VIDEO | Consiglio saltato, D'Alberto: "Nessuna crisi, i messaggi si inviano in altro modo. La figuraccia è della minoranza"

Sulla questione della consigliera Giorgia Carnessale: "Era un subentro non una surroga, l'opposizione deve studiare"

- La Redazione

VIDEO | Consiglio saltato, D'Alberto: "Nessuna crisi, i messaggi si inviano in altro modo. La figuraccia è della minoranza"

TERAMO - Non si scompone il sindaco di Teramo Gianguido D'Alberto sulla mancanza del numero legale, che non ha consentito l'apertura del consiglio comunale oggi pomeriggio. Una seduta dedicata alle interrogazioni, vero, ma che aveva come punto all'ordine del giorno anche il subentro della consigliera Giorgia Carnessale di "Bella Teramo". Una questione che ha fatto discutere anche le minoranze, in relazione alla sua presenza tra i banchi della maggioranza, all'atto sia della prima sia della seconda chiamata. "L'opposizione studiasse - ha detto il primo cittadino - si leggessero le delibere. Hanno fatto l'ennesima clamorosa figuraccia. Era solo una presa d'atto, un subentro, non una una surroga".

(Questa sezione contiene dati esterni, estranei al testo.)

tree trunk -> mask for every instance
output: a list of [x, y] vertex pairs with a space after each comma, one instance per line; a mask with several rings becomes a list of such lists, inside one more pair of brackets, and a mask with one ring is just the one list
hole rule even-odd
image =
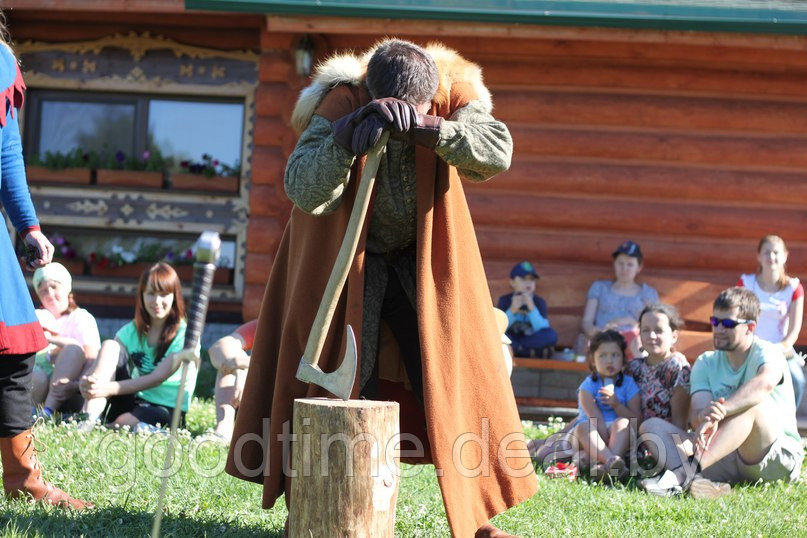
[[289, 536], [392, 538], [398, 404], [297, 399], [293, 431]]

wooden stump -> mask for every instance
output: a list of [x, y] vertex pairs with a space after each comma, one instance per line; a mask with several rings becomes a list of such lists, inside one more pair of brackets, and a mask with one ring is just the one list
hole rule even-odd
[[394, 535], [397, 402], [294, 401], [292, 538]]

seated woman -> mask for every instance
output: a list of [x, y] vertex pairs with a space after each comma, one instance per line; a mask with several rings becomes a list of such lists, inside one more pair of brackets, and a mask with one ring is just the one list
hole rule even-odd
[[241, 394], [244, 392], [249, 368], [250, 356], [247, 351], [252, 350], [257, 326], [258, 320], [248, 321], [227, 336], [216, 340], [208, 350], [210, 364], [217, 370], [216, 429], [208, 432], [212, 433], [208, 437], [229, 443], [233, 436], [235, 413], [241, 405]]
[[637, 243], [625, 241], [613, 252], [615, 280], [598, 280], [588, 290], [583, 312], [583, 334], [578, 339], [577, 352], [585, 354], [588, 339], [598, 332], [614, 329], [628, 343], [627, 358], [640, 355], [639, 313], [648, 305], [659, 302], [658, 292], [636, 277], [642, 270], [644, 257]]
[[[117, 426], [167, 425], [180, 390], [185, 344], [185, 304], [176, 271], [155, 263], [140, 276], [134, 320], [106, 340], [92, 371], [82, 377], [89, 425], [106, 418]], [[198, 352], [198, 350], [197, 350]], [[198, 355], [198, 353], [197, 353]], [[188, 367], [182, 417], [196, 388], [196, 364]]]
[[70, 272], [50, 263], [34, 272], [33, 288], [42, 308], [37, 317], [45, 330], [48, 347], [37, 353], [33, 374], [33, 400], [42, 414], [76, 411], [82, 401], [78, 380], [92, 365], [101, 348], [98, 324], [92, 314], [76, 305]]

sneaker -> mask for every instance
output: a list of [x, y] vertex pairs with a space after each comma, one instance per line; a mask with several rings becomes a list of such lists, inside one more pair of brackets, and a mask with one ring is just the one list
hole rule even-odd
[[168, 431], [160, 428], [159, 426], [155, 426], [154, 424], [149, 424], [148, 422], [138, 422], [135, 424], [134, 428], [132, 428], [132, 433], [159, 433], [162, 435], [168, 435]]
[[694, 499], [717, 499], [731, 493], [731, 485], [725, 482], [713, 482], [708, 478], [696, 475], [689, 485], [689, 494]]
[[101, 421], [99, 419], [95, 420], [82, 420], [80, 422], [76, 422], [76, 431], [79, 433], [90, 433], [95, 426], [100, 426]]
[[639, 480], [639, 487], [657, 497], [674, 497], [684, 491], [678, 477], [669, 469], [658, 476]]

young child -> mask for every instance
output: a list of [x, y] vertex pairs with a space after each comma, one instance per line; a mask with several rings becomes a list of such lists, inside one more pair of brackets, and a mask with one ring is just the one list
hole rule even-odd
[[646, 356], [629, 361], [625, 373], [639, 386], [643, 421], [659, 418], [685, 430], [692, 368], [674, 349], [682, 327], [674, 306], [658, 303], [645, 307], [639, 314], [639, 337]]
[[[589, 346], [589, 368], [577, 391], [579, 418], [574, 429], [588, 460], [591, 475], [624, 479], [628, 476], [625, 456], [630, 441], [630, 419], [641, 413], [639, 387], [622, 370], [625, 365], [625, 338], [614, 330], [594, 335]], [[581, 461], [586, 458], [582, 457]], [[581, 467], [585, 465], [581, 463]]]
[[513, 293], [499, 297], [497, 307], [507, 314], [507, 332], [516, 357], [548, 357], [558, 341], [549, 326], [546, 301], [535, 294], [535, 281], [540, 278], [530, 262], [516, 264], [510, 271]]
[[[169, 424], [180, 389], [178, 356], [185, 344], [185, 326], [179, 277], [170, 265], [155, 263], [140, 276], [135, 319], [101, 345], [92, 372], [81, 379], [81, 394], [87, 400], [83, 410], [89, 415], [83, 428], [100, 418], [107, 398], [111, 398], [107, 418], [117, 426], [149, 430], [146, 425]], [[196, 364], [189, 364], [183, 419], [196, 387], [196, 372]]]
[[83, 403], [78, 394], [79, 377], [101, 348], [98, 325], [92, 314], [76, 304], [73, 278], [64, 265], [53, 262], [40, 267], [32, 284], [42, 303], [37, 318], [49, 344], [36, 355], [34, 404], [44, 403], [45, 416], [52, 416], [64, 404], [76, 411]]

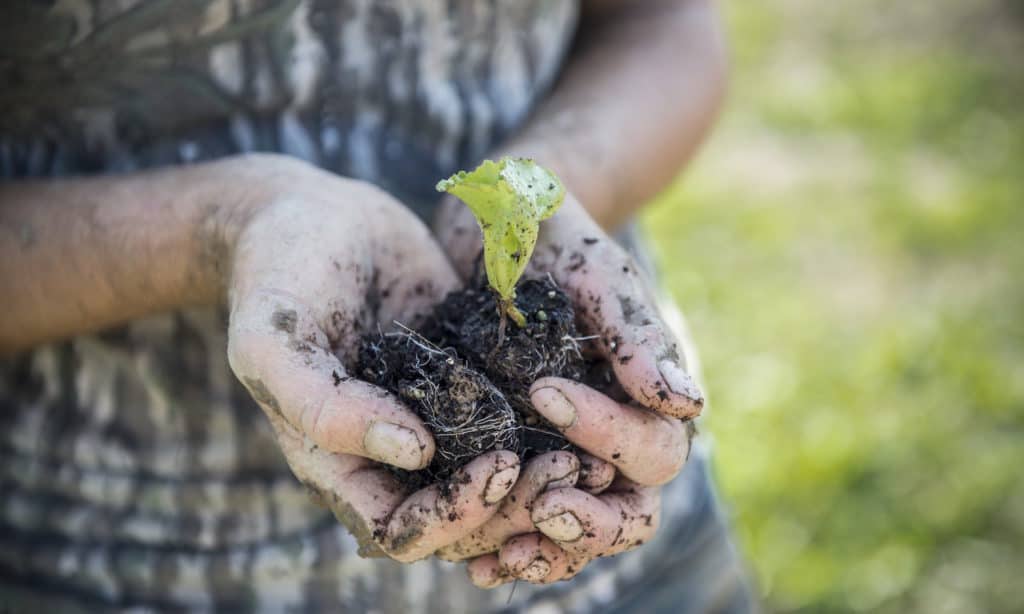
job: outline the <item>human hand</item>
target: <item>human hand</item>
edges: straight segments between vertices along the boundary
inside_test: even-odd
[[[464,209],[446,203],[437,228],[456,267],[468,276],[480,243]],[[543,457],[528,463],[499,513],[440,553],[476,557],[469,573],[482,587],[511,579],[565,579],[596,556],[648,540],[658,524],[656,486],[679,472],[689,452],[692,422],[680,418],[695,417],[703,406],[642,272],[571,195],[541,225],[531,273],[550,273],[572,296],[582,332],[597,337],[590,350],[611,364],[623,394],[613,399],[560,378],[533,385],[535,408],[590,453],[586,464],[605,476],[607,490],[589,481],[574,488],[571,476],[556,476],[563,469],[571,473],[572,462],[565,458],[547,460],[546,469],[538,463]],[[545,480],[553,485],[539,484]],[[540,532],[531,532],[535,528]]]
[[[434,442],[394,396],[351,376],[359,338],[414,323],[457,278],[427,229],[369,184],[278,156],[239,159],[247,195],[218,215],[232,370],[266,412],[296,477],[364,555],[423,558],[483,524],[513,486],[510,452],[409,494],[379,463],[429,464]],[[376,461],[376,462],[375,462]]]
[[[549,420],[564,415],[562,397],[582,408],[560,430],[594,455],[577,459],[557,451],[531,459],[498,512],[439,551],[448,560],[472,559],[470,579],[481,588],[515,579],[566,580],[596,557],[650,540],[660,512],[654,486],[674,477],[689,451],[692,422],[617,403],[564,379],[538,380],[532,390],[535,407]]]

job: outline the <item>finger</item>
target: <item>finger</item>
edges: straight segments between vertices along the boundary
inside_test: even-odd
[[[466,574],[477,588],[497,588],[513,580],[502,568],[496,554],[485,554],[473,559],[466,565]]]
[[[530,400],[569,441],[641,484],[664,484],[686,462],[692,426],[676,418],[616,403],[557,377],[534,382]]]
[[[565,572],[560,578],[549,577],[549,581],[571,580],[590,562],[590,559],[586,557],[574,556],[568,552],[565,555],[567,557]],[[497,554],[476,557],[466,565],[466,574],[474,586],[483,589],[497,588],[517,579],[501,564]]]
[[[572,291],[584,327],[600,336],[601,352],[622,387],[664,414],[700,414],[704,396],[684,370],[636,262],[603,234],[575,236],[580,243],[562,252],[559,277]]]
[[[574,488],[542,494],[534,502],[534,525],[563,550],[585,557],[607,556],[639,546],[657,530],[656,488],[625,479],[615,492],[594,497]]]
[[[493,503],[515,482],[518,459],[509,452],[487,454],[457,472],[450,483],[434,485],[404,499],[393,475],[353,456],[331,454],[279,432],[281,449],[293,472],[356,537],[363,556],[387,554],[412,561],[438,543],[457,539],[485,522]],[[467,528],[468,527],[468,528]]]
[[[612,556],[638,548],[658,532],[661,524],[660,489],[643,486],[620,476],[600,499],[617,511],[622,520],[622,530],[601,556]]]
[[[598,495],[611,486],[615,479],[615,465],[590,454],[578,453],[580,479],[576,488],[592,495]]]
[[[280,418],[271,423],[288,466],[311,498],[352,533],[361,556],[384,556],[376,539],[405,497],[394,475],[364,458],[327,452]]]
[[[236,304],[228,359],[268,414],[330,452],[410,470],[429,464],[434,441],[423,422],[390,394],[349,377],[299,301],[260,292]]]
[[[660,516],[658,489],[625,478],[613,492],[593,497],[575,489],[545,493],[534,504],[535,526],[559,547],[588,558],[637,547],[655,533]]]
[[[579,475],[579,460],[570,452],[545,452],[531,459],[494,516],[479,529],[439,550],[437,556],[447,561],[461,561],[497,552],[513,535],[534,530],[530,506],[537,495],[553,488],[571,487]]]
[[[498,561],[513,578],[533,584],[561,580],[569,568],[569,555],[540,533],[519,535],[508,540]]]
[[[395,510],[384,547],[410,562],[451,544],[494,515],[519,477],[519,459],[508,451],[473,459],[444,484],[413,493]]]

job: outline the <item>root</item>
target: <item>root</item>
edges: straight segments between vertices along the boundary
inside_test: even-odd
[[[436,452],[423,483],[444,480],[489,450],[521,454],[522,420],[505,395],[453,349],[395,325],[364,339],[360,359],[363,375],[401,396],[433,433]]]
[[[597,337],[579,334],[571,299],[550,277],[518,290],[523,326],[508,324],[508,305],[481,283],[446,297],[421,332],[395,322],[393,332],[363,337],[360,376],[399,395],[434,436],[426,469],[390,469],[406,487],[447,480],[489,450],[527,459],[572,449],[534,410],[529,390],[541,377],[582,381],[587,342]]]

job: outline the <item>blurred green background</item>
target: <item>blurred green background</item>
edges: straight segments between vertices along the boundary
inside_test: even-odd
[[[1024,3],[724,3],[649,210],[769,609],[1024,609]]]

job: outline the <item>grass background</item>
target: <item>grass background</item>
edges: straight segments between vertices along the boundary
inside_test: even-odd
[[[1024,3],[733,0],[645,216],[769,609],[1024,608]]]

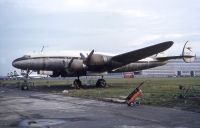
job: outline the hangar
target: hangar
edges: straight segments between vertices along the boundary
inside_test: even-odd
[[[200,57],[192,63],[183,60],[169,60],[164,66],[143,70],[135,73],[135,77],[199,77]]]
[[[110,73],[107,77],[127,78],[128,73]],[[192,63],[185,63],[183,60],[169,60],[166,65],[132,72],[133,77],[200,77],[200,57]],[[130,77],[131,78],[131,77]]]

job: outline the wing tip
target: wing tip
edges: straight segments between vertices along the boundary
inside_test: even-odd
[[[162,42],[162,43],[160,43],[160,44],[161,44],[161,46],[163,46],[164,48],[168,49],[168,48],[170,48],[170,47],[174,44],[174,42],[173,42],[173,41],[165,41],[165,42]],[[158,45],[160,45],[160,44],[158,44]]]
[[[168,44],[170,47],[174,44],[173,41],[166,41],[166,42],[164,42],[164,43]]]

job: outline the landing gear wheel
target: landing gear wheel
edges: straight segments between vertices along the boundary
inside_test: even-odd
[[[76,89],[80,89],[81,86],[82,86],[81,81],[80,81],[79,79],[75,79],[75,80],[74,80],[74,87],[75,87]]]
[[[105,88],[106,87],[106,81],[104,79],[98,79],[96,83],[96,87]]]
[[[22,85],[22,86],[21,86],[21,90],[29,90],[28,85]]]

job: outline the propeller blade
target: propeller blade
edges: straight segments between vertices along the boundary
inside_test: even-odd
[[[68,68],[70,68],[71,67],[71,65],[72,65],[72,63],[73,63],[73,61],[74,61],[74,58],[72,58],[71,60],[70,60],[70,62],[69,62],[69,64],[68,64]]]
[[[92,55],[94,54],[94,49],[90,52],[90,54],[88,55],[88,57],[86,58],[85,62],[88,63],[92,57]]]
[[[86,57],[83,55],[83,53],[80,53],[81,59],[83,59],[83,61],[86,60]]]
[[[81,59],[83,59],[83,63],[87,65],[93,54],[94,54],[94,49],[90,52],[90,54],[87,57],[85,57],[83,53],[80,53]]]
[[[68,65],[66,65],[66,61],[63,60],[63,65],[64,65],[64,67],[65,67],[65,68],[70,68],[71,65],[72,65],[72,63],[73,63],[73,61],[74,61],[74,58],[72,58],[72,59],[69,61]]]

Sull mancanza del numero legale, D'Alberto ributta la palla all'opposizione. "La minoranza di fatto ha fatto la scelta di non far svolgere il consiglio. Sul fatto sia mancato il numero legale, non è clamoroso. A Teramo è una eccezione rispetto ad altri Comuni, ma è cosa fisiologica".

Ma che tipo di segnali hanno avoluto mandare alcuni capi bastone teramani attuali? "Non ho modo di pensare che ci siano segnali politici. Per mia esperienza i messaggi non si inviano con questo metodo. Se ci sono questioni le si devono rappresentare apertamente, non in questo modo". 

Nessuna nuova crisi, insomma, per D'Alberto.